Google's Leading Innovations in AI Technology

So this week, Google makes quite a comeback, firmly cementing itself as the number one on the AI leaderboards across, well, just about everything. Even if you've been following along with all the Google releases this week, I pretty much can guarantee you that you've missed at least a few. In this video, I'll show you why Google is the current reigning king of AI. First and foremost, it begins with VO2, Google's state-of-the-art video generation model. Capable of producing 4K, high-quality, incredibly stunningly accurate AI video, it beats out every single other model available.

Meta's MovieGen, Klingon 1.5, Minimax, and Sora Turbo. The much-awaited, much-anticipated open AI video generation model, Sora, is beaten within days of release. VO2's physics understanding is out of this world, oftentimes producing video generations that are far and away much more accurate than anything else we've seen on the market. Their ability to follow highly detailed prompts with specific camera controls, lighting styles, artistic styles, is absolutely out of this world.

Even the videos that they present as sort of videos that demonstrate some limitations, perhaps, even those are quite stunning. Many people on Twitter are putting up Sora side by side with VO2, and time and time again it seems that VO2 wins out. With the same prompts, it just seems to do much, much better. But this was just one of many releases that Google did this week. Yet another thing they announced was Imagine 3. I used to pronounce it Imogen, but I think internally they say Imagine 3. It's their highest quality text-to-image model, capable of generating images with better detail.

richer lighting, and fewer distracting artifacts than the previous models. Stunning imaginary creatures, highly, highly realistic lifelike portraits, macro photography with perfect detail, professional-looking field of view, excellent illustrations, and many, many other functionality that really shows the capability of these models. Here's a foggy 1940s European train station at dawn, framed by intricate wrought iron. arches and misted glass windows.

The prompt continues to spell out everything that should be there, from lighting to the fog rising off the tracks, the red taillights fading into the mist, and the atmosphere is melancholic and timeless, evoking the bittersweet farewell of wartime cinema. It's hard to say it didn't nail it. On the benchmarks, it beats out everything.

It's ranked overall higher than Midjourney, than Dali. Stable diffusion, flux. It's currently standing head and shoulders above the next best model. So just to reiterate, Google DeepMind just claimed the number one position for video generation and image generation.

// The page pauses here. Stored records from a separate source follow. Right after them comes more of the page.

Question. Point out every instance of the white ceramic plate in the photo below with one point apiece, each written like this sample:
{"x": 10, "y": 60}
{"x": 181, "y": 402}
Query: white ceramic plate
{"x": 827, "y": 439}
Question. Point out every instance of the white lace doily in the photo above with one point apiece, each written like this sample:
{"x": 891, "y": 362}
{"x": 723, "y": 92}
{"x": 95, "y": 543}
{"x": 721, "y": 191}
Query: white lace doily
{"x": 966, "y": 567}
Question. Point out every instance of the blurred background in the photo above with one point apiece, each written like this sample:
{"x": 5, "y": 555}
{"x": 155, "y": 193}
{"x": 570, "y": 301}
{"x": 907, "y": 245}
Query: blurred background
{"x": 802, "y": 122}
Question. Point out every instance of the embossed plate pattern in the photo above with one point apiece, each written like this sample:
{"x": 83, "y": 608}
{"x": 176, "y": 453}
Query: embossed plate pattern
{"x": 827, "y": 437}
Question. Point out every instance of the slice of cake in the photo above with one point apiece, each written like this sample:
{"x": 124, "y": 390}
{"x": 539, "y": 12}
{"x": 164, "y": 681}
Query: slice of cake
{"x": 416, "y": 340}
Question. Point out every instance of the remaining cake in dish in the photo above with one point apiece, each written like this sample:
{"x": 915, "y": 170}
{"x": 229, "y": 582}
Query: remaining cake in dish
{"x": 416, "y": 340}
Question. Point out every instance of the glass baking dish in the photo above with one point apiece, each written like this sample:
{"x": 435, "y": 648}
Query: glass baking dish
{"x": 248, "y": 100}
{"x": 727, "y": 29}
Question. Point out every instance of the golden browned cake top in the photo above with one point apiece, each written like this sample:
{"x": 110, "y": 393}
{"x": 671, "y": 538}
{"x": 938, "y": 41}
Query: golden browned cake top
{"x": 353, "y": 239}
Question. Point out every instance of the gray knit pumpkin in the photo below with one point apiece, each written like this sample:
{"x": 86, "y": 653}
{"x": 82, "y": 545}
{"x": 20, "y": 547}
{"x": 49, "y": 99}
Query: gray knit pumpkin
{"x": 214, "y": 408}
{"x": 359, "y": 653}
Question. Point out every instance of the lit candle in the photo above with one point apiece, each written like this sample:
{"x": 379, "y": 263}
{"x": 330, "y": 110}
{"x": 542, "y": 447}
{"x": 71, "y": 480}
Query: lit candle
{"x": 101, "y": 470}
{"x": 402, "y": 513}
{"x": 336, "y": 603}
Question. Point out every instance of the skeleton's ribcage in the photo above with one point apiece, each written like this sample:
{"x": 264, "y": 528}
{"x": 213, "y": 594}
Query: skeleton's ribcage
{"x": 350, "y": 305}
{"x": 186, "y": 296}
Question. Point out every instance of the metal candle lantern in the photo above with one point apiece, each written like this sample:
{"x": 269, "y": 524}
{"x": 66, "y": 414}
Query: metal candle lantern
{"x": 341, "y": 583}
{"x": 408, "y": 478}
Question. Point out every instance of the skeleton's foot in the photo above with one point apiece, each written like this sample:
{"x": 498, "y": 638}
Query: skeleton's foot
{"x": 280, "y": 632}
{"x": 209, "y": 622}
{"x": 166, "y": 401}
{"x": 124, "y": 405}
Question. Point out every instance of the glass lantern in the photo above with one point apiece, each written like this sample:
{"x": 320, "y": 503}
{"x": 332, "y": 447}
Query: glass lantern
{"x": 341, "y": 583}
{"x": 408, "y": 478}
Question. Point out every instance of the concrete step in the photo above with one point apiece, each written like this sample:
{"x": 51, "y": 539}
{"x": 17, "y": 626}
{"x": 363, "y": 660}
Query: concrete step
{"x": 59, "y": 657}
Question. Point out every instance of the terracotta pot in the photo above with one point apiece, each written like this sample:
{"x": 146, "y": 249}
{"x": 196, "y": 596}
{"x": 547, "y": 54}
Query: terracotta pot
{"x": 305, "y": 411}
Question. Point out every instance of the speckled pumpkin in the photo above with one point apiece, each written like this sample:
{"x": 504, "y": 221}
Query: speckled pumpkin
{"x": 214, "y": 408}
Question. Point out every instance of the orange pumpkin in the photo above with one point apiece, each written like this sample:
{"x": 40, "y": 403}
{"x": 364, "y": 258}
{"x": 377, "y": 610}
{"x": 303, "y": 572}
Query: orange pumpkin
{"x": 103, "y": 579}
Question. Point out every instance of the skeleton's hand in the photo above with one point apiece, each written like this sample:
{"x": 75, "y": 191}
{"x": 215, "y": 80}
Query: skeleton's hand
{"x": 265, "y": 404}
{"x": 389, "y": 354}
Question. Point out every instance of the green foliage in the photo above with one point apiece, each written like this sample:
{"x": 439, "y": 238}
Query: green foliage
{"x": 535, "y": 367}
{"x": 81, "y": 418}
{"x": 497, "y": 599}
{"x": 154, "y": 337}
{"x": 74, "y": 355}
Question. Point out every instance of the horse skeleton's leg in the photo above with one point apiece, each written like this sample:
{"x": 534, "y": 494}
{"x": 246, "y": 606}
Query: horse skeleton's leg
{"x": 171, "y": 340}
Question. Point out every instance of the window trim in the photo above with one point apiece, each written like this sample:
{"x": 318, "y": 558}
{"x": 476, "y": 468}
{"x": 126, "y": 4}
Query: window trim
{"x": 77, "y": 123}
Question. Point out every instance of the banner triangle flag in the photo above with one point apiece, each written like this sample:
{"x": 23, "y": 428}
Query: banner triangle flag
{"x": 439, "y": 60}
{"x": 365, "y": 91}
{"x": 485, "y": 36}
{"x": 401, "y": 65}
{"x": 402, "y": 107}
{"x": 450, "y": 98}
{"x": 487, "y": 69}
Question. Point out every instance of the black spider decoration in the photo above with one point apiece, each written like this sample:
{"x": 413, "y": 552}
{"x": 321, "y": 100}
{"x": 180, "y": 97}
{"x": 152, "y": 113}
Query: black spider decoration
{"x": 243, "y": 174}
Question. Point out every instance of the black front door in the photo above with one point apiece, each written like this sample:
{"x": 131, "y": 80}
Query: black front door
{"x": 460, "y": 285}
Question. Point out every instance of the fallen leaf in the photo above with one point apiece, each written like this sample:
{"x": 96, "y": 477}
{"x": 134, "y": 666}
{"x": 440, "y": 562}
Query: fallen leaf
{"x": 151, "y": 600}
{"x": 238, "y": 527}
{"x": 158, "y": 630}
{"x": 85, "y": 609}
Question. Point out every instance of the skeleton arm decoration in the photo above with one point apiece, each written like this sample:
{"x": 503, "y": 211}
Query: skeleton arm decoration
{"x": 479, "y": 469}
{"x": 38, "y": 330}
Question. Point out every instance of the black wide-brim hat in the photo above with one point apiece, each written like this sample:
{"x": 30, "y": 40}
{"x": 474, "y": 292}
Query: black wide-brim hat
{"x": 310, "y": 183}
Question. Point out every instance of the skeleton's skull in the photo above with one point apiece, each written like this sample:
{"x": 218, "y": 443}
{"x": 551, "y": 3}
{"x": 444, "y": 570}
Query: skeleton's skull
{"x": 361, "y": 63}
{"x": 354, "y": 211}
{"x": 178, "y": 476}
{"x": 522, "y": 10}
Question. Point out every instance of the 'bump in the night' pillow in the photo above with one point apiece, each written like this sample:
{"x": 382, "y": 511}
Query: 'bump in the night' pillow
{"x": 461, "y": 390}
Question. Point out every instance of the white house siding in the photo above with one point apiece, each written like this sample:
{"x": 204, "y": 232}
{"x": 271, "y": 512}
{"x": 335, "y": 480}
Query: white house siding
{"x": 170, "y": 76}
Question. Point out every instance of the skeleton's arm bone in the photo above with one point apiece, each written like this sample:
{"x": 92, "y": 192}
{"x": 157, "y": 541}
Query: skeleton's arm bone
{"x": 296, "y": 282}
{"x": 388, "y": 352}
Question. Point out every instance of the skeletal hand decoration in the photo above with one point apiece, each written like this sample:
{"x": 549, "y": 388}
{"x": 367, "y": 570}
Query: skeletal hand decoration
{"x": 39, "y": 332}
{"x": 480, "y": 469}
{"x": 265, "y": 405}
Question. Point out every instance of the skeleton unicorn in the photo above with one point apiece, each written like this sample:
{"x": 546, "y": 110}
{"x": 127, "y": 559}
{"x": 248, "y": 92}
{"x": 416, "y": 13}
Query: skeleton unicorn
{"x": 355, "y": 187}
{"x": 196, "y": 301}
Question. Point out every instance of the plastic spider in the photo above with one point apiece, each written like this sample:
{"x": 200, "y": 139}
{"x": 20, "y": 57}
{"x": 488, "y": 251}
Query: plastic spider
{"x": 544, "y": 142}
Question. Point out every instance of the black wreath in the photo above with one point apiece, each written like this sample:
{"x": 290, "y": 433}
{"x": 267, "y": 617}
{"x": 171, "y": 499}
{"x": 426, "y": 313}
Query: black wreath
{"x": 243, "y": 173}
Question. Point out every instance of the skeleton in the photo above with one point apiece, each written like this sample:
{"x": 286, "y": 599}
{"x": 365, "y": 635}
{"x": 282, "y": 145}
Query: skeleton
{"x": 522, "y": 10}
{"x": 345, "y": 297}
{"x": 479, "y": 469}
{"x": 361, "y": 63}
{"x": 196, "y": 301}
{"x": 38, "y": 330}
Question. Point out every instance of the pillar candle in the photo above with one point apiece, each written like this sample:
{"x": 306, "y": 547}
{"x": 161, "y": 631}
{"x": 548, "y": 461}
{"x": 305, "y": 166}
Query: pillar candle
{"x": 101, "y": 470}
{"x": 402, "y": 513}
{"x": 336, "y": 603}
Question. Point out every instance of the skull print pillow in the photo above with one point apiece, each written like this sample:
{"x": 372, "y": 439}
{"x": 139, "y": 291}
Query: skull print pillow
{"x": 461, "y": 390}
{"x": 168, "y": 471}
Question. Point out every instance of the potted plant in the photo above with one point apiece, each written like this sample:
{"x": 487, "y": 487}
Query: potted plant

It's dominating the visual AI categories across the board. Now you might be tempted to say, yeah, but so what? Still, the large language models, the LLMs, OpenAI still is the reigning king.

Well, maybe not so much. Here's the latest ranking on the chatbot arena. You might notice that a new victor emerged at the top, Gemini EXP Experimental 1206, ranked almost 10 points higher than GPT-4-0, the latest release.

And notice that hot on its tail is Gemini 2.0 Flash. So the leaderboard is no longer opening AI followed by... usually Anthropic and their cloud model. Now it's Google's world. And if that was enough, we're also seeing Project Astra.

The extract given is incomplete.